Sheaf-Theoretic Planning: A Categorical Foundation for Resilient Multi-Agent Autonomous Systems
For researchers in multi-agent systems and autonomous robotics, this work proposes a new paradigm to address the closed-world assumption and belief-reality divergence, but the abstract lacks concrete results or comparisons.
The paper introduces Sheaf-Theoretic Planning (STP) as a new foundation for multi-agent coordination that overcomes limitations of classical logical models in handling stochastic and adversarial environments. It claims STP provides a transformative alternative grounded in topos theory and sheaf semantics, enabling resilient autonomous systems.

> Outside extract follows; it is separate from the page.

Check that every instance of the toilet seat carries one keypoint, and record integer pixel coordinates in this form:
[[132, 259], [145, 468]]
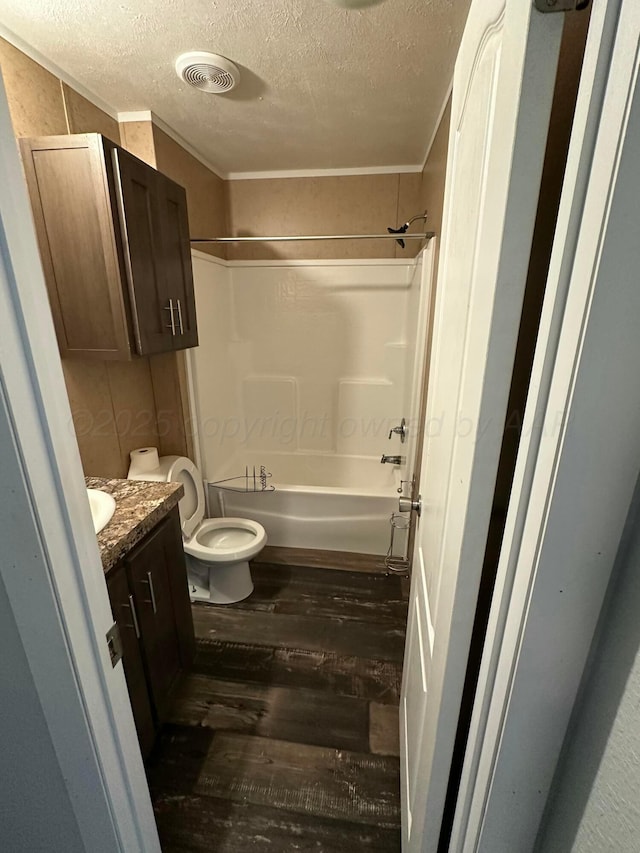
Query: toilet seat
[[217, 550], [226, 540]]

The challenge of engineering autonomous agents capable of navigating the stochastic and adversarial nature of the physical world has historically resided at the intersection of symbolic logic and control theory. Traditional multi-agent system (MAS) frameworks have relied heavily on monolithic logical models -- primarily variations of the event calculus and situation calculus -- to represent action, change, and temporal persistence. While these classical systems provide robust solutions to the frame problem through mechanisms like circumscription and successor state axioms, they are inherently limited by a closed-world assumption that fails in the face of unobserved agent interventions, plan interruptions, and divergent belief-reality states. The paradigm of Sheaf-Theoretic Planning (STP) emerges as a transformative alternative, grounding the problem of multi-agent coordination under the mathematical structures of topos theory and sheaf semantics. This report provides an exhaustive analysis, justification, and extension of the STP framework, exploring its categorical foundations, implementation feasibility, and role in the future of resilient autonomous systems.